I. 8.7
(Armstrong Selection and Translation from the Enneads)
But how then is it necessary that if the Good exists, so should the Bad? Is it because there must be matter in the All? This All [the visible universe] must certainly be composed of opposite principles: it would not exist at all if matter did not exist. For the generation of this universe was a mixed result of the combination of intellect and necessity.’ What comes into it from God is good; the evil comes from the ‘ancient nature’ (Plato means the underlying matter not yet set in order). But what does he mean by ‘mortal nature’, granted that ‘this place’ refers to the All? The answer is given where he says, ‘ Since you have come into being, you are not immortal, but you shall by no means be dissolved through me.’ If this is so, the statement is correct that ‘evils will never be done away with’. How then is one to escape? Not by movement in place, Plato says, but by winning virtue and separating oneself from the body: for in this way one separates oneself from matter as well, since the man who lives in close connexion with the body is also closely connected with matter. Plato himself explains somewhere about separating or not separating oneself: but being ‘ among the gods’ means ‘ among the beings of the world of Nous’; for these are the immortals.

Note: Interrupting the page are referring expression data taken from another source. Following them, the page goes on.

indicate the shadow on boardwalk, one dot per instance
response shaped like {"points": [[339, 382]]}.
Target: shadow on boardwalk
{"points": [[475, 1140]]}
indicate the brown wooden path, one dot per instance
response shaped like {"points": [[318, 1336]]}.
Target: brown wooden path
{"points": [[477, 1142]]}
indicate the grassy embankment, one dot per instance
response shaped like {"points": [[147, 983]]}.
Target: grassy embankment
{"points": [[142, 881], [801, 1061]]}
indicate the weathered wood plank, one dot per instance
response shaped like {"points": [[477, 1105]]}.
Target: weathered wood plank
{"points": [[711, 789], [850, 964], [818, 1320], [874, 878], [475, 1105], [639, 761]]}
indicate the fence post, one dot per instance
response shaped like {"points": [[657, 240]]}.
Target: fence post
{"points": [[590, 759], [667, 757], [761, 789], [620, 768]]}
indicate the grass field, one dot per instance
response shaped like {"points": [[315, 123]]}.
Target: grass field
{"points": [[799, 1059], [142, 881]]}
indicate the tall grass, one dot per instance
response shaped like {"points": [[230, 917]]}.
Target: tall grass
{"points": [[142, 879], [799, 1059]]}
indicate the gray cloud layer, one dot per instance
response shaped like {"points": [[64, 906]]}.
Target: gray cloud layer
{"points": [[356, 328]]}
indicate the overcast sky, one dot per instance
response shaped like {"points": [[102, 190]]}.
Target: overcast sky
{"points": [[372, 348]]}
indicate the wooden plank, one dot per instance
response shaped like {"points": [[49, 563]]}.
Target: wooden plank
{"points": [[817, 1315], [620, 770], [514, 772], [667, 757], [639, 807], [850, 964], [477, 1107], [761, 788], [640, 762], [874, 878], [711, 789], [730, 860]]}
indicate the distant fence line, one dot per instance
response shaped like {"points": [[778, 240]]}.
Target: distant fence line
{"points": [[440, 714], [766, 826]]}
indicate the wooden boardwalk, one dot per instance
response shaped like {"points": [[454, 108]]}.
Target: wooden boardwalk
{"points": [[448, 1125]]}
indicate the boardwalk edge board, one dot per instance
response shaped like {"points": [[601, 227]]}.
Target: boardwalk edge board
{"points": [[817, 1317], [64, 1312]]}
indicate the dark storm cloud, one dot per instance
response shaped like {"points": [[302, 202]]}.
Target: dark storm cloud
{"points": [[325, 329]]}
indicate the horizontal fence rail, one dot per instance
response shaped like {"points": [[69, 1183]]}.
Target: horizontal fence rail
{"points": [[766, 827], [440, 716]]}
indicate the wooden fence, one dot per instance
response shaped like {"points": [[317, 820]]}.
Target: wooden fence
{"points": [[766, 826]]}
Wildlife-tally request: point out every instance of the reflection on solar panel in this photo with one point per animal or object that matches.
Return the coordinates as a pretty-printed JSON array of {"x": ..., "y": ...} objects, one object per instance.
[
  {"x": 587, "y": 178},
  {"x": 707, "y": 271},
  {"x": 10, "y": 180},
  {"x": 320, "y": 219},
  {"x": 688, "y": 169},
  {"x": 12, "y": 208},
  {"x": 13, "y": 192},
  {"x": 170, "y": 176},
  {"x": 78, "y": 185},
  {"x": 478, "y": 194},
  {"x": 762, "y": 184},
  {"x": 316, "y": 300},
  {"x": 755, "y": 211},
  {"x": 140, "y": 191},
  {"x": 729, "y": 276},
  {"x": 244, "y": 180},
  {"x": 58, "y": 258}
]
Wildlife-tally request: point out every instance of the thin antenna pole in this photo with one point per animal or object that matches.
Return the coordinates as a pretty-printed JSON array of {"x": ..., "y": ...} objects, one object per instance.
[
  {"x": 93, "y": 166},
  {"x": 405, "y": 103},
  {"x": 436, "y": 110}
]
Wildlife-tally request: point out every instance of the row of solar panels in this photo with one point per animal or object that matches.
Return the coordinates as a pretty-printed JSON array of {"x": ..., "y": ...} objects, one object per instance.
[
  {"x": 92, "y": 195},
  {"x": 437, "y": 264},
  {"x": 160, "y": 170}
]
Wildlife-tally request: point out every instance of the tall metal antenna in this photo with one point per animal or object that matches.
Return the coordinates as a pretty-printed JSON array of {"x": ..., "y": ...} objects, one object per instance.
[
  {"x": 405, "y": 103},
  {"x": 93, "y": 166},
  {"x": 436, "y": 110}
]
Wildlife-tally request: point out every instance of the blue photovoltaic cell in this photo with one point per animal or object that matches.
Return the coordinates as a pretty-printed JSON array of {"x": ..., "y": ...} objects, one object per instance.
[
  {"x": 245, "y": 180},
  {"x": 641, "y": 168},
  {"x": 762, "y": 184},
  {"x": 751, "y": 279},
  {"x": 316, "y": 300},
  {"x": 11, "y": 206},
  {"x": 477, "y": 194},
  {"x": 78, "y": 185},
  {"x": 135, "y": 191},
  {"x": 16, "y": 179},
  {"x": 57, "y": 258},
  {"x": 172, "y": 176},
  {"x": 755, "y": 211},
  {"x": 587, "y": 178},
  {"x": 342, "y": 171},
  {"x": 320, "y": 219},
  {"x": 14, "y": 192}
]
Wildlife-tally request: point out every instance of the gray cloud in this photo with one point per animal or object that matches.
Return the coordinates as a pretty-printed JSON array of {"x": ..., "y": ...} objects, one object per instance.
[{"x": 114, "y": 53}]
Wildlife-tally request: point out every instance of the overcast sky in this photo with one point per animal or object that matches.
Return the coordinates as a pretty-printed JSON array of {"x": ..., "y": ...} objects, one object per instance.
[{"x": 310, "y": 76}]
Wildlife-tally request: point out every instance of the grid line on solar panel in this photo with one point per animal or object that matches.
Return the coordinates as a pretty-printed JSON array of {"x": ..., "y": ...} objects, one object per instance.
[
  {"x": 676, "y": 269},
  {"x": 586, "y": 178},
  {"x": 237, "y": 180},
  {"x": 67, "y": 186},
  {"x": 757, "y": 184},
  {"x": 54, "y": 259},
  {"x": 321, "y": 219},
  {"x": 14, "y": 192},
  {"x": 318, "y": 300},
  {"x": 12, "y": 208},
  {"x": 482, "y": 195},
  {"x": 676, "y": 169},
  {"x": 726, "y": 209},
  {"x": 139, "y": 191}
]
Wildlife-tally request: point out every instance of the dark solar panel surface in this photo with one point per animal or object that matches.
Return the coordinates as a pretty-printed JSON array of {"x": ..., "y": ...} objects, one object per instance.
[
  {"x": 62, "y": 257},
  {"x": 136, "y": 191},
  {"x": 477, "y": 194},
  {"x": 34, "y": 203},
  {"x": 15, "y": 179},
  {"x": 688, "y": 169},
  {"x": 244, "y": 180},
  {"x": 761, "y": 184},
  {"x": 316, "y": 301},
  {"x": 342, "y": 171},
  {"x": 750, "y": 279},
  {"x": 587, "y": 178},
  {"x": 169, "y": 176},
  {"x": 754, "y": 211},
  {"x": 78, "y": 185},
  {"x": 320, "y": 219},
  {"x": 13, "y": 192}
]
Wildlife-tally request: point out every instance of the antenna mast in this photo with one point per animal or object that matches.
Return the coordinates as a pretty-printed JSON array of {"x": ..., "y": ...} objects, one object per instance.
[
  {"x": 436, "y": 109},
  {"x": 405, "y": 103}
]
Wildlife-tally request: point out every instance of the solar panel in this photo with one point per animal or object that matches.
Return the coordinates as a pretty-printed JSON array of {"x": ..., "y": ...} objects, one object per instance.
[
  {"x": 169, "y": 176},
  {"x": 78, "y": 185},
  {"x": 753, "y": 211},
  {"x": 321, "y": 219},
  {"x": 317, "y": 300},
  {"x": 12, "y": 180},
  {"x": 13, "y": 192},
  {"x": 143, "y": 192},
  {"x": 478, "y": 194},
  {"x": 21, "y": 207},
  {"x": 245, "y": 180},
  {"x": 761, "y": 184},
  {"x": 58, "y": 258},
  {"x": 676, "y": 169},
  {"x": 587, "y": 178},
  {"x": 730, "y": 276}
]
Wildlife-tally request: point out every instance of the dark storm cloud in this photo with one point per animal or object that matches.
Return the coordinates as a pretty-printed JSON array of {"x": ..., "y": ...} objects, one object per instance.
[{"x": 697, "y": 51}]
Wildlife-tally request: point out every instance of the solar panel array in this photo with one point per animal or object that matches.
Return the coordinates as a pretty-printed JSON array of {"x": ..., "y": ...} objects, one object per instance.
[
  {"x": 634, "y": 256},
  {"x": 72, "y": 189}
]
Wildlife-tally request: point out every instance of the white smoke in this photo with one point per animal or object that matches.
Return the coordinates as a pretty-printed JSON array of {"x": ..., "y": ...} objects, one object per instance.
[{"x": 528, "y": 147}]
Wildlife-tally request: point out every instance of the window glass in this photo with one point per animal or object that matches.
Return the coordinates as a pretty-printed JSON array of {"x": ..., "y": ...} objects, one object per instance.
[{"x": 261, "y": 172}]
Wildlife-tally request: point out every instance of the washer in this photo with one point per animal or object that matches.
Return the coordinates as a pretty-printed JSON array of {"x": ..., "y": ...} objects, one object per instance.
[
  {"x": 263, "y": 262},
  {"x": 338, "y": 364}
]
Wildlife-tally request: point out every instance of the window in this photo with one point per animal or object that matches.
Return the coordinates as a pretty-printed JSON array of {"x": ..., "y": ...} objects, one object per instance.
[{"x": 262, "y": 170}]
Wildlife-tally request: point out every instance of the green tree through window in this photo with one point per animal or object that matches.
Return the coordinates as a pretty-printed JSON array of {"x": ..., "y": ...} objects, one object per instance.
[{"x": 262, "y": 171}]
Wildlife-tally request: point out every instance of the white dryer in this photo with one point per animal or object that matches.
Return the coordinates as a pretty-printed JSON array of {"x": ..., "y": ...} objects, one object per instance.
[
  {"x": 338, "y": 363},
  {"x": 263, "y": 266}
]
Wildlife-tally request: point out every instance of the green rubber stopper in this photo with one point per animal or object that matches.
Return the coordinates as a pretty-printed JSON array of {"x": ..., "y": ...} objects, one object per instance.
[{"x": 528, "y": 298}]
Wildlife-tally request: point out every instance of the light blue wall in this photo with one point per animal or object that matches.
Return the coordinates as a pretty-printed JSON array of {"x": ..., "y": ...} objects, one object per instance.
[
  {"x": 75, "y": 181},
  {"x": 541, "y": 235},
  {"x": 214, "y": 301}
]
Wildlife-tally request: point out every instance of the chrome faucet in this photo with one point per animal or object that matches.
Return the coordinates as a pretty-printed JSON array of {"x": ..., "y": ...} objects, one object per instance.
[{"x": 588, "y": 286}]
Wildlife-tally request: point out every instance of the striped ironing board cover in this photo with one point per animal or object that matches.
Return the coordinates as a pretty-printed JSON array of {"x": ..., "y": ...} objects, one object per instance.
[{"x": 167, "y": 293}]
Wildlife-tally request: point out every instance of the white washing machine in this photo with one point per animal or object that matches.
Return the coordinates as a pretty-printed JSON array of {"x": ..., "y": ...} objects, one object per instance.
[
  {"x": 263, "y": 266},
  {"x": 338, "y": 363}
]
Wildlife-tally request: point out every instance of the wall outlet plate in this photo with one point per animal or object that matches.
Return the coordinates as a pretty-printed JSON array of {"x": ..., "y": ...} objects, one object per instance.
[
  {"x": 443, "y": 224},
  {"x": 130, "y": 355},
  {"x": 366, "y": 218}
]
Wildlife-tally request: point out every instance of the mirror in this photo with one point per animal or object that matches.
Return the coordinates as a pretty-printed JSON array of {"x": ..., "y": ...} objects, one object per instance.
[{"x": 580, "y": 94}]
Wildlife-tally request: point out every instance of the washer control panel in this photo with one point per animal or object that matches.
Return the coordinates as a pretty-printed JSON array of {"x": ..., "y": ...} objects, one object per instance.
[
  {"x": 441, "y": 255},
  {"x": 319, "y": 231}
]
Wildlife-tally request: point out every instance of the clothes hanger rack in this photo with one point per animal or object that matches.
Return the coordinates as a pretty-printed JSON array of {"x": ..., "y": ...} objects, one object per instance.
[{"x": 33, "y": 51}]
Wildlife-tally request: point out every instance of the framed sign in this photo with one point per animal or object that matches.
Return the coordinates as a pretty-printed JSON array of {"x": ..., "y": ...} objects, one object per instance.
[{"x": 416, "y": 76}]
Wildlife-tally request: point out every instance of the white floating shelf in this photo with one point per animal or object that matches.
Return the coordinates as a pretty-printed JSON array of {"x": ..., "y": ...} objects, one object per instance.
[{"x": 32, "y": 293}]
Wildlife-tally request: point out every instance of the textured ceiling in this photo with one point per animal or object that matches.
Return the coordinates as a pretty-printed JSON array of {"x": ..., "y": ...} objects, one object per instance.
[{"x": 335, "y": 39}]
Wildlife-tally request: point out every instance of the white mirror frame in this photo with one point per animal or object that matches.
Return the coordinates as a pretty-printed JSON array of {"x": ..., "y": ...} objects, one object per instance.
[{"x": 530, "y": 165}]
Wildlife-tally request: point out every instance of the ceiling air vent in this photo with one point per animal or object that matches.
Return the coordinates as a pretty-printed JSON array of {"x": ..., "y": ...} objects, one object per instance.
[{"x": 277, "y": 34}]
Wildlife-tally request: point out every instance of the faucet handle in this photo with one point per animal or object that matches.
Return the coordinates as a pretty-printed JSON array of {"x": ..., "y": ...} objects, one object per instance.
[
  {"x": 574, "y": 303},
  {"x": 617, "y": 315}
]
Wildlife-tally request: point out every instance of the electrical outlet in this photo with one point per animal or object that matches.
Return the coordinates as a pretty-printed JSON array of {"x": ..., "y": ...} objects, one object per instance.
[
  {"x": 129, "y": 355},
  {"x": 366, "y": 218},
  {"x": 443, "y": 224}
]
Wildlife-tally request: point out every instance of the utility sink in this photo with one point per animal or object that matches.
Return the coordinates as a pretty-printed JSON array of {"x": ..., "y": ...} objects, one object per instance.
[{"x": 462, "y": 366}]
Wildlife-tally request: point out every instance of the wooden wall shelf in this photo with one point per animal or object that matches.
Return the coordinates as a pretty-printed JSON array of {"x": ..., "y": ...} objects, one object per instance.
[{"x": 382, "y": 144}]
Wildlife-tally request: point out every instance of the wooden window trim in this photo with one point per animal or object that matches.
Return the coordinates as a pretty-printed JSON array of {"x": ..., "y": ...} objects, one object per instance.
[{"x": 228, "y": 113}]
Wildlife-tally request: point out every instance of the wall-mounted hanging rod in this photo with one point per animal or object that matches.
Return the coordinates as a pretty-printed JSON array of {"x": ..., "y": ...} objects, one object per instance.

One can grasp the necessity of evil in this way too. Since not only the Good exists, there must be an ultimate limit to the process of going out past it, or, if one prefers to put it like this, going down or going away: and this last, after which nothing else can come into being, is the Bad. Now it is necessary that what comes after the First should exist, and therefore that the Last should exist; and this is matter, which possesses nothing at all of the Good. And in this way too the Bad is necessary.